Deer Cull Opponents Want Boycott of Southold Wine, Farms

Photo credit: Christopher Broich

A Facebook group calling for the boycott of wine from the North Fork has amassed 1,628 members since it was created in response to plans for a cull of the East End deer population.

The cull, which is taking place on private lands, is sponsored by the Long Island Farm Bureau and being carried out by U.S. Department of Agriculture sharpshooters. The precise locations where the USDA is hunting deer at night have not been publicized, but deer damage permits have been issued in the towns of Southampton, Southold and East Hampton. Scott Russell, the supervisor of Southold Town, which contributed $25,000 toward the cull, said that the locations will not be publicized in the interest of safety and also in order to prevent protestor disruptions. However, deer cull opponents have said the privacy is typical of a veil of secrecy that have been confronted by while trying to get any information about the cull.

Now the Facebook group Boycott Southold Wine is seeking volunteers to figure out which farms may be allowing the USDA on their lands, in order to boycott those specific farms.

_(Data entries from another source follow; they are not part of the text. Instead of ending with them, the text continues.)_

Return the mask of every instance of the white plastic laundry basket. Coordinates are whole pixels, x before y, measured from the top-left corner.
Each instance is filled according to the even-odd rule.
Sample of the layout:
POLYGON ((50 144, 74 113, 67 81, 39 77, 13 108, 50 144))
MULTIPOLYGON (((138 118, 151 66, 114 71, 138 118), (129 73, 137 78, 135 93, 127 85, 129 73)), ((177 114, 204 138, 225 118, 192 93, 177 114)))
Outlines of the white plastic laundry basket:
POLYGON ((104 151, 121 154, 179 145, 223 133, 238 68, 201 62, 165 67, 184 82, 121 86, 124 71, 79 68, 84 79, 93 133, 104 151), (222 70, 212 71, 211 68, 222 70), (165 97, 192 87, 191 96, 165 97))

Wendy Chamberlain, the leader of the The Wildlife Preservation Coalition of Eastern Long Island, said the boycott was not started by her group or personally suggested by her, but it naturally came to fruition from the ongoing fight against the cull.

She said the USDA puts the interests of ranchers and farmers in front of everyone else’s and ignores humane alternatives to a cull.

“The USDA is a heinous group renowned across the nation primarily for being guns for hire to kill wildlife,” Chamberlain said. “They’ve done more harm than good.”

“We want to work with farmers that are resourceful and adaptive and forward thinking,” she went on to say. “Not farmers that think they are the most important people in the world and nothing matters except for what they do. Farming is certainly important, but … not when it comes at the expense of everything else.”

Bill Crain, the president of the East Hampton Group for Wildlife, said that any farmers who are opposed to the cull should come out and say so.

He acknowledged that deer pose a problem for farmers, but said there are alternatives to a cull.

“They’re an innocent species; they’re just trying to live like humans are trying to live,” Crain said, later adding, “To just slaughter them—it just shouldn’t happen in enlightened society.”